Communiqué LDH
La mise en œuvre du passe sanitaire provoque de fortes tensions dans la société. Cela rend d’autant plus nécessaire un large débat public sur les conséquences des décisions prises cet été. Le gouvernement ne peut s’exonérer de sa responsabilité après des mois d’une gestion de crise à la fois autoritaire et chaotique. Sa logique constamment sécuritaire, de surveillance et de restrictions disproportionnées des libertés publiques, s’est doublée d’une communication approximative quand elle n’était pas mensongère. Cet amoindrissement de la parole publique a sa part dans la confusion des débats comme dans la fronde et les doutes d’une partie de la population. Et il nous faut désormais faire face à des discours complotistes et à un antisémitisme décomplexé.
Il n’est pas trop tard pour prendre le chemin de la démocratie dans la gestion de la pandémie, en associant les citoyennes et les citoyens à la protection de la santé collective au lieu de les infantiliser. La primauté doit être donnée à une politique de prévention fondée sur les connaissances scientifiques et la transparence, la pédagogie et l’explication, plutôt qu’à des mesures de contrainte directe ou indirecte, d’ailleurs désapprouvées par l’Organisation mondiale de la santé (OMS) en matière de vaccination.
La Ligue des droits de l’Homme (LDH) réaffirme le droit universel à l’accès aux soins et au vaccin dont l’utilité sanitaire est avérée.
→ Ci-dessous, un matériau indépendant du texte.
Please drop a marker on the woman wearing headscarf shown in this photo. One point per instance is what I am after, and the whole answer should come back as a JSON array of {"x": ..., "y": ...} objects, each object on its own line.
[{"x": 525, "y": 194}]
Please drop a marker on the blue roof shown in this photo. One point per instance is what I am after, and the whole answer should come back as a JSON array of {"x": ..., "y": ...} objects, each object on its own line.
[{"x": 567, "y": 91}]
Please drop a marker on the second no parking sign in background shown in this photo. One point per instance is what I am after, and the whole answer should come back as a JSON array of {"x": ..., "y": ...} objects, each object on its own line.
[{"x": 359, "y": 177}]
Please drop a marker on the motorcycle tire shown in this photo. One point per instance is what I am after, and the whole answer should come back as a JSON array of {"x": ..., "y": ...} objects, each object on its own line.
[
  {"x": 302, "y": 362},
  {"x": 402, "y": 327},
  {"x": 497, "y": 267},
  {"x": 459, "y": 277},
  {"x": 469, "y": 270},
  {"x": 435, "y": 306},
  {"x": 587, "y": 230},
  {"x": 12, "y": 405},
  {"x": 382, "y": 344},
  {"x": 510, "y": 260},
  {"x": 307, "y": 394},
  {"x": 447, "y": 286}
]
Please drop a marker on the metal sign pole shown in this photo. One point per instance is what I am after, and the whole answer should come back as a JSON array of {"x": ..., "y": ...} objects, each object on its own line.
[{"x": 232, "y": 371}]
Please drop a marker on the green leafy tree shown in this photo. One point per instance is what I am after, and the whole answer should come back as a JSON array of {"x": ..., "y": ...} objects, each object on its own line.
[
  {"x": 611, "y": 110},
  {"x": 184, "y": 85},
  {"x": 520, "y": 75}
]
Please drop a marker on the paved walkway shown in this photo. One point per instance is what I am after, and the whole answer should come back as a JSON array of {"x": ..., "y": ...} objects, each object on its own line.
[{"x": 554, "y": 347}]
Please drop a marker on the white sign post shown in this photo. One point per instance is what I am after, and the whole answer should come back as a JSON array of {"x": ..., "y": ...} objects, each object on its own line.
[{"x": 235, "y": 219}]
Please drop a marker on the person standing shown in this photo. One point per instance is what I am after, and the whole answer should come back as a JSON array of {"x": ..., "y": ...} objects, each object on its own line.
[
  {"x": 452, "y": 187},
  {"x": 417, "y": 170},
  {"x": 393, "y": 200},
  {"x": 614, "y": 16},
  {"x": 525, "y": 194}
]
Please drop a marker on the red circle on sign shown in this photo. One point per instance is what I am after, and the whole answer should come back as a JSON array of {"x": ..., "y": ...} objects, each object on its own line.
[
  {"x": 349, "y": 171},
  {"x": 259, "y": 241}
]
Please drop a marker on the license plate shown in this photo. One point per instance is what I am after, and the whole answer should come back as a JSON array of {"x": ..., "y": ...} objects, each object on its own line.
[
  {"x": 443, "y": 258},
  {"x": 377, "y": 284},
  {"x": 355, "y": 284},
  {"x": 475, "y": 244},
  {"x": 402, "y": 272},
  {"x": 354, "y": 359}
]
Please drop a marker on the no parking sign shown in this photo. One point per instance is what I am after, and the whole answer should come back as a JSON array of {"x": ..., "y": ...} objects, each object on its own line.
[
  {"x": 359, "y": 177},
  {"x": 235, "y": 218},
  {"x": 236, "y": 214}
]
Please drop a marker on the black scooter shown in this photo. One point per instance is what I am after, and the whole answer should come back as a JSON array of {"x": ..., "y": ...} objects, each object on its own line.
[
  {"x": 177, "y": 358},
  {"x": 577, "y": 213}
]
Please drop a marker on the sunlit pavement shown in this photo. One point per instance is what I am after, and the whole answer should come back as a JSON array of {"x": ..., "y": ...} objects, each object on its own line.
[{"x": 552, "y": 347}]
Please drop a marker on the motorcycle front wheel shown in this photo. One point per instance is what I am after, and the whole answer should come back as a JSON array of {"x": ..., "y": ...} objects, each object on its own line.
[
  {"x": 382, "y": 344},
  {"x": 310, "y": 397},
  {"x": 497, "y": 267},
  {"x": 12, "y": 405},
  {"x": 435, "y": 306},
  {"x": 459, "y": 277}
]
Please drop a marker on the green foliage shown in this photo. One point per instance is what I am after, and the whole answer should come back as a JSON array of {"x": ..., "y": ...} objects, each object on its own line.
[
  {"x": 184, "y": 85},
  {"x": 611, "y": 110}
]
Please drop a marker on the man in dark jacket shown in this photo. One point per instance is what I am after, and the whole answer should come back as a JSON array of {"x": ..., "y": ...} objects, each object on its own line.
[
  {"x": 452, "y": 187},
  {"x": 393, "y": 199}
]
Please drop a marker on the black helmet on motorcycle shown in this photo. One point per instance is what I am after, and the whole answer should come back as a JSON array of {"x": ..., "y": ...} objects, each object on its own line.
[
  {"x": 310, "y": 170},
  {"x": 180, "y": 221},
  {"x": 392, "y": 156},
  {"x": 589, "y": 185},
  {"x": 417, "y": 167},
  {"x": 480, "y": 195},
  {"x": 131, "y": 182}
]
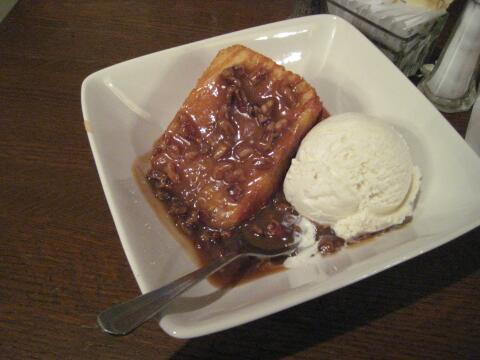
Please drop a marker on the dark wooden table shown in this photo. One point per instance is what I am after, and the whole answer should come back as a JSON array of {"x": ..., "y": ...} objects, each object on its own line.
[{"x": 61, "y": 259}]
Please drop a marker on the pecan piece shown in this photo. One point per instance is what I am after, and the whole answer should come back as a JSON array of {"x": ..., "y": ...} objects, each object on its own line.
[
  {"x": 220, "y": 151},
  {"x": 171, "y": 171}
]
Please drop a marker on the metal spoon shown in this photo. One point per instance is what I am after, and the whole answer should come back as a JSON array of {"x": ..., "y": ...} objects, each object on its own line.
[{"x": 123, "y": 318}]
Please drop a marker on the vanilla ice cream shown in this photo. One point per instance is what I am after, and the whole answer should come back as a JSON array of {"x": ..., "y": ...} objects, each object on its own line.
[{"x": 354, "y": 173}]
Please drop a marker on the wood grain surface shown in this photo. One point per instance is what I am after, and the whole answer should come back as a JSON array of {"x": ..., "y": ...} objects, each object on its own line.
[{"x": 61, "y": 261}]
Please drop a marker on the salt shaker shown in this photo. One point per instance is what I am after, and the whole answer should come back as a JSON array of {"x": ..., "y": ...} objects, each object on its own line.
[
  {"x": 451, "y": 84},
  {"x": 473, "y": 130}
]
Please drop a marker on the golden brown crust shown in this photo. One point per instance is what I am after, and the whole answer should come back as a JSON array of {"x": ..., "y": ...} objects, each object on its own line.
[{"x": 297, "y": 109}]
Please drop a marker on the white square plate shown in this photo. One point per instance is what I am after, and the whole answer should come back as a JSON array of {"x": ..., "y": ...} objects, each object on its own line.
[{"x": 127, "y": 106}]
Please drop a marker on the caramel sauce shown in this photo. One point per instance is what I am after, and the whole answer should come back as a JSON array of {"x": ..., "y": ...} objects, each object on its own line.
[{"x": 246, "y": 271}]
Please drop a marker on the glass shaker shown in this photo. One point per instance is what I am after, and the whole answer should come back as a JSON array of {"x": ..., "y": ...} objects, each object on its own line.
[{"x": 451, "y": 85}]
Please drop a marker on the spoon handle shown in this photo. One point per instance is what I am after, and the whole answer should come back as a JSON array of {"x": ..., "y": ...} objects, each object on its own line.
[{"x": 123, "y": 318}]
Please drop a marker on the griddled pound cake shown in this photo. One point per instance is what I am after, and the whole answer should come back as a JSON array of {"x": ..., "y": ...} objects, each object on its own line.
[{"x": 228, "y": 147}]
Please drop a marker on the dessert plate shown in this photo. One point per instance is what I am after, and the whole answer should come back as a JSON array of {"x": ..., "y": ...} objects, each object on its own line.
[{"x": 127, "y": 106}]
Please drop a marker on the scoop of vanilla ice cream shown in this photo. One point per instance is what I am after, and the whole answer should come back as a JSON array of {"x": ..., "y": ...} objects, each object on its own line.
[{"x": 354, "y": 173}]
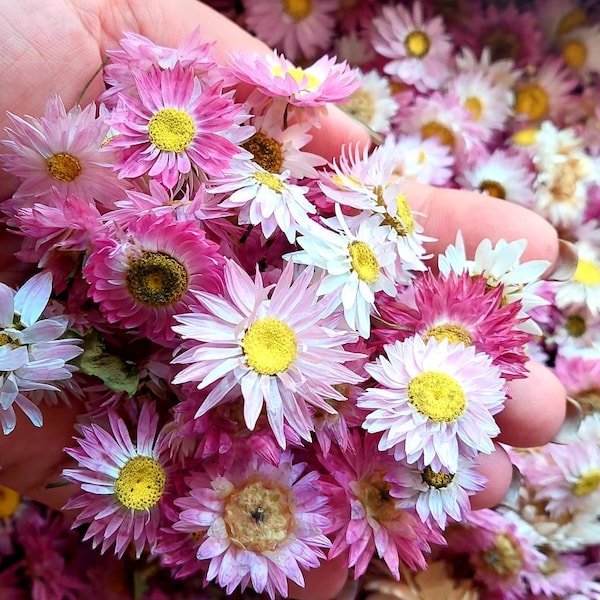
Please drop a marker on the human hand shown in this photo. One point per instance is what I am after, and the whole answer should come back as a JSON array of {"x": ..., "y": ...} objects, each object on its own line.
[{"x": 39, "y": 57}]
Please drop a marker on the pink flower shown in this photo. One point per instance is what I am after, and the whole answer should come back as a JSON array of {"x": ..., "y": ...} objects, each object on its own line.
[
  {"x": 62, "y": 150},
  {"x": 258, "y": 523},
  {"x": 174, "y": 125},
  {"x": 122, "y": 482},
  {"x": 143, "y": 276}
]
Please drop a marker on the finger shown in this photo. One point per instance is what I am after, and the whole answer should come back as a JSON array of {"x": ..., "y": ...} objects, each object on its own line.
[
  {"x": 32, "y": 458},
  {"x": 478, "y": 217},
  {"x": 499, "y": 472},
  {"x": 178, "y": 18},
  {"x": 536, "y": 412},
  {"x": 323, "y": 583}
]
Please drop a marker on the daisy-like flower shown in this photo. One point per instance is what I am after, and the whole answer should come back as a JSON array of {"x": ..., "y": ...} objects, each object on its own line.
[
  {"x": 175, "y": 125},
  {"x": 419, "y": 49},
  {"x": 462, "y": 310},
  {"x": 308, "y": 89},
  {"x": 298, "y": 28},
  {"x": 258, "y": 523},
  {"x": 438, "y": 495},
  {"x": 545, "y": 94},
  {"x": 564, "y": 173},
  {"x": 63, "y": 150},
  {"x": 281, "y": 347},
  {"x": 435, "y": 402},
  {"x": 145, "y": 275},
  {"x": 358, "y": 262},
  {"x": 266, "y": 199},
  {"x": 490, "y": 105},
  {"x": 368, "y": 519},
  {"x": 501, "y": 264},
  {"x": 32, "y": 354},
  {"x": 372, "y": 103},
  {"x": 122, "y": 482},
  {"x": 502, "y": 174},
  {"x": 138, "y": 53},
  {"x": 580, "y": 49}
]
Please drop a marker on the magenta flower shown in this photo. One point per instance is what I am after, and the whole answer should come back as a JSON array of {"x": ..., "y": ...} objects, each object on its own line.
[{"x": 175, "y": 125}]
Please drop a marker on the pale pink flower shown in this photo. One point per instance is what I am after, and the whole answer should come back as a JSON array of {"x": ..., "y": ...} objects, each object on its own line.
[
  {"x": 174, "y": 126},
  {"x": 63, "y": 150},
  {"x": 258, "y": 523},
  {"x": 298, "y": 29},
  {"x": 122, "y": 481},
  {"x": 279, "y": 344},
  {"x": 435, "y": 402}
]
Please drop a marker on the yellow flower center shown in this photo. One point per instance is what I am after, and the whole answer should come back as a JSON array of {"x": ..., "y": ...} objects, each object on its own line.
[
  {"x": 417, "y": 43},
  {"x": 493, "y": 188},
  {"x": 574, "y": 53},
  {"x": 258, "y": 516},
  {"x": 140, "y": 484},
  {"x": 171, "y": 130},
  {"x": 587, "y": 483},
  {"x": 270, "y": 181},
  {"x": 270, "y": 346},
  {"x": 433, "y": 128},
  {"x": 532, "y": 101},
  {"x": 437, "y": 396},
  {"x": 156, "y": 279},
  {"x": 475, "y": 107},
  {"x": 525, "y": 137},
  {"x": 266, "y": 152},
  {"x": 363, "y": 261},
  {"x": 504, "y": 558},
  {"x": 297, "y": 9},
  {"x": 456, "y": 334},
  {"x": 63, "y": 167},
  {"x": 575, "y": 325},
  {"x": 572, "y": 20},
  {"x": 361, "y": 105},
  {"x": 9, "y": 502},
  {"x": 374, "y": 495},
  {"x": 436, "y": 480},
  {"x": 587, "y": 272}
]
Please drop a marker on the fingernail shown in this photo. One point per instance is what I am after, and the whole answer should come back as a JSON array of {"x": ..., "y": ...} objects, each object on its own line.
[
  {"x": 570, "y": 426},
  {"x": 567, "y": 262}
]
L’effectivité de ce droit passe, à l’échelle mondiale, par la levée des brevets sur les vaccins comme le préconise la campagne d’initiative citoyenne européenne « Pas de profit sur la pandémie ». En France, elle suppose d’apporter directement le vaccin aux personnes les plus éloignées des soins, de l’information et d’Internet, notamment les étrangers en situation irrégulière ou les personnes les plus âgées vivant hors institutions qui sont actuellement moins vaccinées qu’ailleurs en Europe.
Le passe sanitaire, quant à lui, concrétise les dangers déjà dénoncés lors du déploiement de l’application TousAntiCovid. La LDH s’alarme de ses conséquences sur l’égalité d’accès aux droits, la vie privée et le secret médical. Parmi les nombreuses contraintes d’accès à des activités ou services, les restrictions d’entrée à l’hôpital hors urgences sont inacceptables, tout comme celles appliquées à des lieux favorisant l’accès aux droits les plus fondamentaux. La privatisation des contrôles, y compris dans les établissements de santé, entraîne son lot d’abus et de tensions, avec des atteintes au secret médical et, de plus en plus fréquemment, aux droits des salariés, ainsi la mesure de suspension de salaire.
Le dispositif du passe est urgemment à réévaluer dans son application sinon dans son principe. Utile pour la santé publique et nécessaire à l’égalité dans l’obtention de ce sésame qui conditionne de nombreux droits, la gratuité des tests doit être maintenue jusqu’à l’échéance prévue par la loi, fixée actuellement au 15 novembre et qui ne saurait être repoussée.
La LDH appelle à réfléchir et à débattre collectivement sur les enjeux de fond mis en lumière par la gestion de la crise sanitaire, notamment de solidarité internationale, de relation aux sciences et à la raison en démocratie, de confiance dans les institutions et d’interdépendance des libertés publiques et individuelles. Elle continuera d’y contribuer dans la période à venir.